Eritrea, Tanzania and Uganda will join the ranks of the next most serious category, "water-stressed" countries whose people have an annual allocation of between 1,000 and 1,700 cubic metres of water each.
At present, only Burundi is recognised as technically water-scarce by this definition, and only Kenya, Rwanda and Somalia as water-stressed.
By 2025, nearly 200 million people in sub-Saharan African will face water scarcity, and 460 million will be water-stressed – perhaps as many as are stressed in the entire world today.
Failure to address the water issue will undermine every other area of development. Already 80 per cent of disease in developing nations is attributed to inadequate or contaminated water supplies, and every eight seconds a child dies from a water-related disease.

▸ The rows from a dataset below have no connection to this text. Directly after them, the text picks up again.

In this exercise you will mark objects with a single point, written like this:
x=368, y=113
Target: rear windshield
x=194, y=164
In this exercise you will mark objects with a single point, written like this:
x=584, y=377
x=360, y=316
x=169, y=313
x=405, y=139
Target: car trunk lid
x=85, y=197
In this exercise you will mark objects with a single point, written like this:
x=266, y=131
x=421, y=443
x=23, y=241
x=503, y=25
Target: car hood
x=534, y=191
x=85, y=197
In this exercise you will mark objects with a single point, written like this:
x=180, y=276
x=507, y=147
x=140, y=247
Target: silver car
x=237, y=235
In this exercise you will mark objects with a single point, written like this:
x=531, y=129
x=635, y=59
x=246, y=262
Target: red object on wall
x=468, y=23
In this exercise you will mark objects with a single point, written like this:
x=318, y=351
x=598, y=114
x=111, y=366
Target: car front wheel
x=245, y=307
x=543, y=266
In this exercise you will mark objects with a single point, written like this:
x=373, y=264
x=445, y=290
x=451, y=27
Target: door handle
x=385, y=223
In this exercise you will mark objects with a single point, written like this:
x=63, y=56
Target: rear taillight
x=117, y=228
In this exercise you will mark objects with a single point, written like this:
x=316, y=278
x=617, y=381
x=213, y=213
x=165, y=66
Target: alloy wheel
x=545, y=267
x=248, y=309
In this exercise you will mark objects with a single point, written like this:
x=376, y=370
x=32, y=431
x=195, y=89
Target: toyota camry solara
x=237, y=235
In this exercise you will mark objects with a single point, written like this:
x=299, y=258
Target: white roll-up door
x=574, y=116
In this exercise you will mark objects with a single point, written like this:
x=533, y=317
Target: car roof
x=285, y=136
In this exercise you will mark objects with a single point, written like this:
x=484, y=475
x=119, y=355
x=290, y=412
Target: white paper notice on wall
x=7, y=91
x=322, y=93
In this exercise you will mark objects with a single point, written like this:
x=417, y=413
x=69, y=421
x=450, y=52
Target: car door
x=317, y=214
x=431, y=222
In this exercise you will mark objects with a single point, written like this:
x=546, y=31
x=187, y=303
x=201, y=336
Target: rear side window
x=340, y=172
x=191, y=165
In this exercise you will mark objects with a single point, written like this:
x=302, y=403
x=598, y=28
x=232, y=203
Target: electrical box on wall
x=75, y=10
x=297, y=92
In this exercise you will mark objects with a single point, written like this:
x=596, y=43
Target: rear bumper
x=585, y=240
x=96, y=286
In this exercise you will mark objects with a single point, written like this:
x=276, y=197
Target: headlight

Answering the need in years to come is going to take big thinking – and probably big spending. Already prospective droughts and related food shortages in various parts of the region have prompted World Vision International complex emergency experts to raise the possibility of an integrated regional response for East Africa.
“We are recognising this as a serious issue,” says Africa complex emergencies manager Ton van Zutphen. “We are prepared to form an assessment team once the sub-regional director and the national directors have had a chance to discuss the issues.”